Financial ratings agency Moody’s has recently downgraded the ratings of two UK universities (De Montfort and Keele) to Aa2, in line with their recent downgrade of the UK more generally. A third, Cambridge, maintains a triple-a rating. Despite this, the UK HE sector is clearly percieved as investment-worthy by Moody’s – concerns are related to the activities of the current UK government rather than any failings within the sector itself.
Coursera has not been rated by Moody’s as it has not issued – and is unable to issue – any bonds. It would be unable to raise money via this means as it has an insufficient credit history.
Venture Capital Analyst Sramana Mitra notes:
“What worries me about Coursera is that a high-growth business model has not emerged yet. How long will VCs continue to support the business under those circumstances?”
I stand shoulder-to-shoulder with David Cameron (did I just write that?) and the rest of the UK government when I conclude that the UK HE sector represents a far better investment in this market. It is more efficient at providing courses of education – providing a wealth of diversity and choice, and an industry standard accreditation product. It also has a greater diversity of income streams, and has shown long-term sustainability.

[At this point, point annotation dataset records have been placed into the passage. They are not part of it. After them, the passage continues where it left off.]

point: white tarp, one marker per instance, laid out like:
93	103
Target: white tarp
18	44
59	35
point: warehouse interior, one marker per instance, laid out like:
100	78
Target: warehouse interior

By comparison, Coursera appears to have significant issues with the viability of its core product. Student attrition rates suggest that although their courses are initially attractive, they have very limited long term appeal. Attempts to generate further income have centred on enticing completing students to pay for premium services rather than improving their core offer. I would see Coursera as a very high-risk investment, and one that already has a number of prior investors (financial and in kind) with a call on any ongoing profit.
I need hardly add that anyone taking investment advice from Followers of the Apocalypse probably needs to have a chat with a grown up first.